Assurance - divers

Le nombre d'applications mobiles des assurances a été divisé par 2 en 2 ans

Publié par le , Mis à jour le 17/01/2020 à 10:54

Aujourd'hui, la tendance dans l'application mobile est au "tout-en-un"

Aujourd'hui, il est difficile de ne pas avoir entendu parler de la digitalisation, c'est-à-dire du processus de conversion des informations et interactions en données numériques, informatiques. Les assureurs sont bien entendu concernées par la digitalisation et, ces dernières années, un grand nombre d'entre eux ont développé une ou plusieurs applications mobiles à destination des clients. Néanmoins, leur nombre a été divisé par deux en seulement deux ans. Explications.

Le processus de digitalisation des assurances

La digitalisation des assurances ne date pas d'hier. C'est un processus entamé depuis une dizaine d'années déjà ; en 2009, MMA lançait déjà son application « Zérotracas » pour iPhone. Pour rappel, le tout premier smartphone, l'iPhone EDGE était sorti au mois de juin 2007. En 2009, Apple n'en était qu'à l'iPhone 3GS et Steve Jobs était encore de ce monde, pour ceux qui s'en souviennent encore.

Petit à petit, les banques et assureurs se sont mis à développer des applications mobiles, avec plus ou moins de succès, de bugs, de crashes et d'étoiles sur l'App Store ou Google Play. Ainsi, Colombus Consulting, un cabinet de consultants-experts spécialisé dans la transformation des organisations ne recensait pas moins de 147 applications dédiées à l'assurance en 2017 dans son étude « La digitalisation au service de l'expérience client 2019 ». L'étude a été réalisée sur les 29 assureurs principaux en France.
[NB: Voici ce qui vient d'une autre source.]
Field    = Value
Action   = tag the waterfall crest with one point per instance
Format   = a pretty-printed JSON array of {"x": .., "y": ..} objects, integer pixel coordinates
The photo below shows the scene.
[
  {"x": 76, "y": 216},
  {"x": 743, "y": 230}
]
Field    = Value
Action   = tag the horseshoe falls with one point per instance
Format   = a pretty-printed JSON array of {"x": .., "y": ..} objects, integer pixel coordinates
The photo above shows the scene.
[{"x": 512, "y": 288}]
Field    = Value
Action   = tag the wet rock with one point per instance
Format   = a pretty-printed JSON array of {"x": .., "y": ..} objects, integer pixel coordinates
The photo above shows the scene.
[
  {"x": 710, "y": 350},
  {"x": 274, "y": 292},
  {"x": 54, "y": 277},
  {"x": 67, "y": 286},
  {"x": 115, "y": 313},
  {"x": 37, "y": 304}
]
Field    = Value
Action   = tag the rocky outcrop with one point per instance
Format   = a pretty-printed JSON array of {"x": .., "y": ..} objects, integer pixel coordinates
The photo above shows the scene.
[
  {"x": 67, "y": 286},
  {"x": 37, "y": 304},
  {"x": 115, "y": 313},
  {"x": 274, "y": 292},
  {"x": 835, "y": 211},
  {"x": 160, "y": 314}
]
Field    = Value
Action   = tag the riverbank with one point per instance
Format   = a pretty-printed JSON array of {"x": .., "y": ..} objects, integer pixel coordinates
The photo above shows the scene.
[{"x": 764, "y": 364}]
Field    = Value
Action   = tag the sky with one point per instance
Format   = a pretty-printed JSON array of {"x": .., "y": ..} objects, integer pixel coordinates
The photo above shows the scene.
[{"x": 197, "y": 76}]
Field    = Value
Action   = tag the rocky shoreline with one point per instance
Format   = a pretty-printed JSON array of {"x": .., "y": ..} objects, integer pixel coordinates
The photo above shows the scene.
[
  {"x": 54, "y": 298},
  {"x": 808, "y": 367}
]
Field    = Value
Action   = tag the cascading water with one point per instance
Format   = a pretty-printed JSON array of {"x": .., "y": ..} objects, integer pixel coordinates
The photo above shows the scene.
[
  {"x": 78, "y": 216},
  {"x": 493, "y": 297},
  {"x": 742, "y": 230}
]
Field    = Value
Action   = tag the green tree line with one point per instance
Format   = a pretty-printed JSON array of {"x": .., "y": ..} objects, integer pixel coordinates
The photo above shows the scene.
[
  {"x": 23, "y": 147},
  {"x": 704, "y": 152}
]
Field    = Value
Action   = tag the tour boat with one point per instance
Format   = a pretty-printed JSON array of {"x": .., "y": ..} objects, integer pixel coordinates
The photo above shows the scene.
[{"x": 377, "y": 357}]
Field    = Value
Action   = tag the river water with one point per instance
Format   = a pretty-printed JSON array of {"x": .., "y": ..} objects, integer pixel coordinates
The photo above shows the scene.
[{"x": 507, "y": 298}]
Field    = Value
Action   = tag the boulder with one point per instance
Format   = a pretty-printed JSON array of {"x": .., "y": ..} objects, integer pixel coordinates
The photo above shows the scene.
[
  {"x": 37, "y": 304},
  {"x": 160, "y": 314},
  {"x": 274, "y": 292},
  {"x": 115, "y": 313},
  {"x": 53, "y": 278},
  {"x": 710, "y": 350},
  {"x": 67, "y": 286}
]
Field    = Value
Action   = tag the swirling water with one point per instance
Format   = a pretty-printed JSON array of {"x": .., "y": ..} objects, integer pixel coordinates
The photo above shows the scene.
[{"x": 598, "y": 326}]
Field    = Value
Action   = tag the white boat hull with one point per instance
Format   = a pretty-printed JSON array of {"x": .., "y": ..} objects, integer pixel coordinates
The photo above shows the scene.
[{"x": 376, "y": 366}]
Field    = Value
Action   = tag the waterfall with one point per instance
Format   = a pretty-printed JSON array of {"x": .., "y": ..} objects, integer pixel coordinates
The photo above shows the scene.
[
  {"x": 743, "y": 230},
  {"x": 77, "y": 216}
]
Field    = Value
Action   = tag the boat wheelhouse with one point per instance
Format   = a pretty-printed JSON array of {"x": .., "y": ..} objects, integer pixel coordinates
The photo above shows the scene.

Mais en 2019, ce nombre a été divisé par deux : l'assurance est passée de 147 à 70 apps mobiles. Entre 2018 et 2019, 29 apps ont été retirées du marché et 2 seulement ont été déployées. Mon Axa par exemple, lancé en 2014, a été supprimée par sa maison mère.

Le « tout-en-un » est une stratégie gagnante dans le secteur de l'application mobile

Que se passe-t-il réellement ? L'engouement des utilisateurs est-il à la baisse ? Difficile à dire, mais il ne faudrait pas tirer de conclusions hâtives de cette réduction du nombre d'applications disponibles dans l'assurance. En effet, les assureurs démontrent une volonté de centralisation de leurs services dans leur processus de digitalisation. « La plupart ont décidé de regrouper les apps en une seule qui sera le point d’interaction central avec le client. Nous ne sommes pas forcément dans l’abandon de l’app mais bien dans un rapatriement », détaille Raphaëlle Nag-Brulet, manager au sein du cabinet Colombus Consulting.

Ainsi, c'est aujourd'hui la logique du « tout-en-un » qui domine. Les applications à succès sont celles permettant à la fois la gestion de ses contrats d'assurance, la déclaration des sinistres, le suivi des remboursements, des bénéfices d'une assurance vie d'un contrat de prévoyance... « La raison de ces apps tout-en-un est la satisfaction client. Ce dernier pourra tout gérer sur une seule appli plutôt que sur plusieurs », poursuit Raphaëlle Nag-Brulet. Et en effet, le progrès technologique, l'augmentation de la puissance de calcul, des composants électroniques, permettent de développer des applications toujours plus complètes et performantes.

Les sociétaires préfèrent les applications simples et intuitives

D'ailleurs, l'étude de Colombus Consulting met en évidence l'attachement des clients au bon fonctionnement et à la fluidité des applications. Plusieurs facteurs expliquent le succès (ou l'échec...) d'une app mobile dédiée à l'assurance. In fine, les critères valorisés par les utilisateurs pour les apps ayant une note de 4,5 ou plus sont :

  • simplicité et rapidité (facilité de navigation) ;
  • richesse des fonctionnalités.

À l'inverse, pour les apps dont la note n'excède pas 2,5, les utilisateurs déplorent :

  • une lenteur lors de la navigation ;
  • des difficultés de connexion, en particulière après une mise à jour ;
  • l'absence de fonctionnalités attendues (communication avec son conseiller, envoi de pièces jointes pour un remboursement).